Today, banks are offering interest rates on fixed deposit in the range of 7 to 9.25%. Bank Fixed Deposit is quite safe as most of the banks employ enough checks and balances so that people’s money is not at risk. RBI too backs all the banks with respect to deposits and there is no scope for default. Bank Fixed Deposit is the most popular investment in India and high interest rate scenario makes it more attractive. Investor is worry free regarding research and can sit at home without worrying until the tenure of the deposit completes. There is enough flexibility in terms of premature closing, tenure and interest payments that makes this option desirable. Let’s find out how good this investment option is and who should opt for it.

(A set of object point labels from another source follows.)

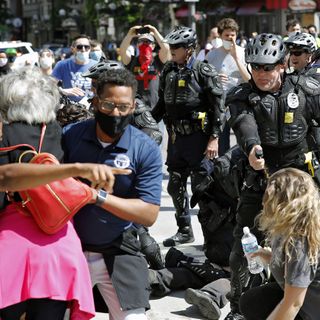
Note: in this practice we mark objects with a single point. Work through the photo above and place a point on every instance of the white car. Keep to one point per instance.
(26, 55)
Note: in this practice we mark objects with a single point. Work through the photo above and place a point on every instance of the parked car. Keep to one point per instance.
(25, 55)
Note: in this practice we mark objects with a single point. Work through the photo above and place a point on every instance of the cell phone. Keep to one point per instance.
(143, 30)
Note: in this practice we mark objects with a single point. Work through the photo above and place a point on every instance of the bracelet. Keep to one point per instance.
(101, 197)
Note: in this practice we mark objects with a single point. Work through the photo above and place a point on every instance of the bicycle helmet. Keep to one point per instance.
(302, 41)
(102, 66)
(182, 35)
(266, 48)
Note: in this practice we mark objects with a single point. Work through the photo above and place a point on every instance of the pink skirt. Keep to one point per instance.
(36, 265)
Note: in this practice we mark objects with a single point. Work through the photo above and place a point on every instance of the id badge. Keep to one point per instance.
(288, 117)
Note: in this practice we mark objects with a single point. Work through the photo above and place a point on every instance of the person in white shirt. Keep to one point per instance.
(229, 61)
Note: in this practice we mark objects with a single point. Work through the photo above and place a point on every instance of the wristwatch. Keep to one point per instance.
(101, 197)
(214, 136)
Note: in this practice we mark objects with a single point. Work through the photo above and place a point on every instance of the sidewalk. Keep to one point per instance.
(173, 306)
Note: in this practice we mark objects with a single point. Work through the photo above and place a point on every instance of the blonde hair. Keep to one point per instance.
(291, 209)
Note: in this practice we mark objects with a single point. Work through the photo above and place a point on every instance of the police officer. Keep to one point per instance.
(301, 47)
(192, 106)
(271, 116)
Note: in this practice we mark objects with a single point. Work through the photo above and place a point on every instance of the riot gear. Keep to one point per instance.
(191, 103)
(182, 35)
(266, 48)
(303, 41)
(102, 66)
(279, 121)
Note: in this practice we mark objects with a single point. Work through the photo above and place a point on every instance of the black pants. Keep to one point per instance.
(250, 206)
(163, 281)
(257, 303)
(35, 309)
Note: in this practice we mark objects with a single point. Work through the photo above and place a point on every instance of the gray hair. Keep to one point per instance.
(28, 95)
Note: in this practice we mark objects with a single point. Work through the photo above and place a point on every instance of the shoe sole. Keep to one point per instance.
(205, 304)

Important Features of Fixed Deposit
- Tenure of Fixed Deposit varies from 7 days to 10 years
- The interest can be compounded quarterly, half-yearly or annually
- Minimum deposit amount is Rs 1,000 and there is no upper limit
- Frequency of interest payment is on monthly or quarterly basis and interest reinvestment option is also available
- Interest Income is Taxable
Why you should invest in Bank Fixed Deposit?
Fixed deposits are touted as one of the safest investments and one should consider investing in them because of following reasons –
Investors, who are more concerned about safety, should go for bank FD. There is almost zero default risk and no uncertainty in the future cash flows. You can align tenure of the fixed deposit with your long-term goals like child’s marriage or education.
Source of regular income:
Bank FD can be used as source of regular income, since interest on the Fixed Deposit account is credited to the savings account specified by the holder on a monthly or quarterly basis.
Addressing Emergency Capital Requirements:
In case of emergency, you can withdraw money prematurely, subject to some penalty, as prescribed by the bank on the date of deposit. You can also avail loan facility up to 90% of principal and accrued interest. Almost all the banks provide this facility against your Fixed Deposit.
Extra Benefit for Senior Citizens:
Senior citizens get extra benefits in the form of higher interest rates which are 25 to 50 basis points above the normal rates.The
The taxation rules on fixed deposits are quite simple. The interest earned on Fixed Deposit is added to the total income of a person and then taxed according to his tax slab. Also, if the total interest earned on all your fixed deposits is higher than Rs 10,000 in a financial year, tax is deducted at source as per the Income Tax Act, 1961.
The principal amount invested in fixed deposits with a maturity period of over and above 5 years is eligible for tax deduction under section 80C, but the interest earned on the deposit is still taxable.
Investment in fixed deposit gets slightly disappointing if we take taxation into consideration especially for an investment of tenure less than five years. Adding inflation in calculation makes the situation worse.
Investment decision always works on risk reward concept. No investment option is better than the other. It is the investor who has to decide what he wants from any investment and then invest accordingly. Although the taxation rules make this option a little less attractive, once we take time and knowledge factors into consideration this, weakness turns into strength.